Let's say that happened.  Just, like, hypothetically.

This is truly ugly.  It's hypocritical.  It's professional malpractice.  It's self-sabotage.  Any humanities scholar, especially someone who specializes in rhetoric and/or writing, has no excuse.  They have no appeal to any of the three reasons why students might plagiarize.  Let me count the ways:

  1. Self-plagiarists in the humanities, especially writing-studies specialists, cannot claim ignorance of the subject matter they're writing about.  Clearly, as someone who's published on this topic before, they should be able to think of new things to say about this topic.  If they can't, they should take several seats and let someone else who has something new and fresh to say have a chance.  But this is one of the many problems of the academy today: publish or perish leads to a glut of echo-chamber publications.  It leads to cliques of scholars publishing each other's scholarship once one of them gets into an editorial position.  Perhaps self-plagiarizing humanities scholars think that no one is actually reading their work, at least not closely, and they'll never get caught.  That's woefully abject in its cynicism.
  2. They cannot claim to be ignorant about what constitutes plagiarism.  If you're a professional academic, you've encountered dozens of definitions of plagiarism.  It's your job to enforce plagiarism policies in your classes.  You can't say that you didn't realize that just repeating your own words and not providing a citation to that information is dishonest.  You can't say that you think there's no harm in trying to get ahead in the publish or perish game by cutting corners, by trying to seem as if you've got new, fresh ideas when in fact you're just repeating yourself.  This is why outsiders don't take the humanities seriously.  Things like this.  When we don't actually bring new, worthwhile knowledge to the table.  This is why.  This.
  3. They cannot claim to have run out of time.  Behind on that deadline?  Either ask for an extension or sit down and let someone else have a go.  I'm in the middle of an epic battle with myself about whether I'm ever going to get a chapter submitted for a certain edited collection.  But I'm not going to steal someone else's words or try to pass off words that I've already published somewhere else in order to have another publication line on my CV.  Neither would I steal just one sentence.  It's not going to save me that much time.  In the time that I saved by not trying to think of a new way to phrase that same idea, I'm not going to be able to fit in another student advising session or another email or another meeting or time enough to prep a whole class, etc.  It's not saving that much time to self-plagiarize just one line.  So why bother?  It's just lazy and ugly, and it suggests that what we do is cheap and not worthy of building upon.  It suggests that even we "really" know that what we do is just the same thing over and over.  As long as we get the publication glory, right?

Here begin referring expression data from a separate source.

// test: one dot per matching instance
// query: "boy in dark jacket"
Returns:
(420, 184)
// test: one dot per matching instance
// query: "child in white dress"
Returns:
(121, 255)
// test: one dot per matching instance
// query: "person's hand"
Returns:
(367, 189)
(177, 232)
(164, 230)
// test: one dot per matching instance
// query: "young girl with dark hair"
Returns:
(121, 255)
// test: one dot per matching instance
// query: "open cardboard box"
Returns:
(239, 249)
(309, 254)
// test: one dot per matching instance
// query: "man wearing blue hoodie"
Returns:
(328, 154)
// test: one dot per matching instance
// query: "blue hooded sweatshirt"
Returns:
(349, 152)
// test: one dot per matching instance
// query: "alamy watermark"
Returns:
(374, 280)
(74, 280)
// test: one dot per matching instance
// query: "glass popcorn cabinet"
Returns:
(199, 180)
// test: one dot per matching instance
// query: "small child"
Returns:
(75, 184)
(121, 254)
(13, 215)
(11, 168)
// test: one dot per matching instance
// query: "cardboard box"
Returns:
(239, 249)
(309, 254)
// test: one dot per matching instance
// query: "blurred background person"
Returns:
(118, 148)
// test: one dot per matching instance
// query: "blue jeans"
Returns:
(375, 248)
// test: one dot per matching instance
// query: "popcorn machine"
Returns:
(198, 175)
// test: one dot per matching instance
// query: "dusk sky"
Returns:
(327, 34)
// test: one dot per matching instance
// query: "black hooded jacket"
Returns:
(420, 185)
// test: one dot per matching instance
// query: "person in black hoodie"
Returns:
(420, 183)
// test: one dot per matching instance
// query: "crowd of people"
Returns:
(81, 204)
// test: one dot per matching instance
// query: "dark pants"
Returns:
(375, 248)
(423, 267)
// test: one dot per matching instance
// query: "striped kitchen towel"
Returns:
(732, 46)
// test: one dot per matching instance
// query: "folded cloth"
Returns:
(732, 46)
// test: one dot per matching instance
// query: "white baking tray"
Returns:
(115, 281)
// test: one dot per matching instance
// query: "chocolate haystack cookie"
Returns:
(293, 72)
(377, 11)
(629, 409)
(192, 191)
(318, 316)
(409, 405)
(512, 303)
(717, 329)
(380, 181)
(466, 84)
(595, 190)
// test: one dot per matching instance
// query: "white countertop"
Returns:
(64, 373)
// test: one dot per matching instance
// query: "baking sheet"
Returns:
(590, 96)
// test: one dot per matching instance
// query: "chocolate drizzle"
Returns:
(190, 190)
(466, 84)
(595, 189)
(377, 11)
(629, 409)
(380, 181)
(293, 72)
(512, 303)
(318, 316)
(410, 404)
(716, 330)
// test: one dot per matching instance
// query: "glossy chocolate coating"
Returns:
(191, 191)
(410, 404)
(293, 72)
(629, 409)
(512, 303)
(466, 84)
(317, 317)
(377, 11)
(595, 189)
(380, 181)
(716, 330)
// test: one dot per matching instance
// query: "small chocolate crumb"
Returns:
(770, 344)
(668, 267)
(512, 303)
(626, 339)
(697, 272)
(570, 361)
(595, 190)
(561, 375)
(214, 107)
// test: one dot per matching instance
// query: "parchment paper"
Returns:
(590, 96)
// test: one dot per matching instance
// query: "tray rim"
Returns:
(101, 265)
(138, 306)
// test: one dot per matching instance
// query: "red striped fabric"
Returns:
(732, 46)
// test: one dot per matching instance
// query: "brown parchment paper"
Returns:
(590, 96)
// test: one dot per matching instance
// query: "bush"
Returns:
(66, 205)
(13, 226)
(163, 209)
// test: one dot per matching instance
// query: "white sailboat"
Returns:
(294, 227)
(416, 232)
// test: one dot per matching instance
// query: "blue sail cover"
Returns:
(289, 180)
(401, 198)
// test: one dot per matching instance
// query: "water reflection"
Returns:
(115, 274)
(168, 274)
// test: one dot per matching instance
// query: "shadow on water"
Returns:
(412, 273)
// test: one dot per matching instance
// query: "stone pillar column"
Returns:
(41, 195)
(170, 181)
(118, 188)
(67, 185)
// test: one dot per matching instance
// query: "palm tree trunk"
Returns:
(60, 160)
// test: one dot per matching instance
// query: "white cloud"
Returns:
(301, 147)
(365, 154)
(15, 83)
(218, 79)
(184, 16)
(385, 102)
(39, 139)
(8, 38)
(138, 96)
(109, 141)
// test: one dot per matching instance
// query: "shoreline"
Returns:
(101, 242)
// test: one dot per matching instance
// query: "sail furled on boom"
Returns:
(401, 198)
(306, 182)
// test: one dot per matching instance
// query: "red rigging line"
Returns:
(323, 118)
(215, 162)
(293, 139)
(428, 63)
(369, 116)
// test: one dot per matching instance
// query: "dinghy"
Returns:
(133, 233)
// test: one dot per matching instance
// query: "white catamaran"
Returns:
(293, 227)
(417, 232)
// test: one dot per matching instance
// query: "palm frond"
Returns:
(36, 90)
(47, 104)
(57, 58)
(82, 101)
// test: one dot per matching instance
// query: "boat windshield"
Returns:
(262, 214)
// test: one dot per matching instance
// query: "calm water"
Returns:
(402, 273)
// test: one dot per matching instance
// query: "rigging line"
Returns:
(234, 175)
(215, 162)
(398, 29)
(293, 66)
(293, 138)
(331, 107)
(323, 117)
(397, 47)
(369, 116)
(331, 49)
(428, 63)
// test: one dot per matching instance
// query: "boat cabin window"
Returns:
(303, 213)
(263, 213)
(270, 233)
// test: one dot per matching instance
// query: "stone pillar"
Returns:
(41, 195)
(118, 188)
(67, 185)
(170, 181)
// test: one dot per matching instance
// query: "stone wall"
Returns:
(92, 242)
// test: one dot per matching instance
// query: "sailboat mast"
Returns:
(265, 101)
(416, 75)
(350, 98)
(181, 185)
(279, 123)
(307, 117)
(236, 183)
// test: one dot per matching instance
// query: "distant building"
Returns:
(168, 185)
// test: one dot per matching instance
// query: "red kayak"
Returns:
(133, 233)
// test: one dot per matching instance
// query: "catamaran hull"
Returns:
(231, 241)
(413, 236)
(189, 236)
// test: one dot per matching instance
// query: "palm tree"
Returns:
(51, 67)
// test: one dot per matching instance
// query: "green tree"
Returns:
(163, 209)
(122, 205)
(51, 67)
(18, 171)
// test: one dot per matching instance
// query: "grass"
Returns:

So, I'm not saying anything.  I'm just saying.  If you're a scholar in the humanities and you're thinking of self-plagiarizing, don't.  Wait to write when you actually have something new to contribute.  Give someone else a chance, if the best you can do is repeat yourself.  If we're in this cosmic cocktail party together, then just remember that no one likes to chat up the person who just keeps saying the same thing over and over.  What's the point of listening to that?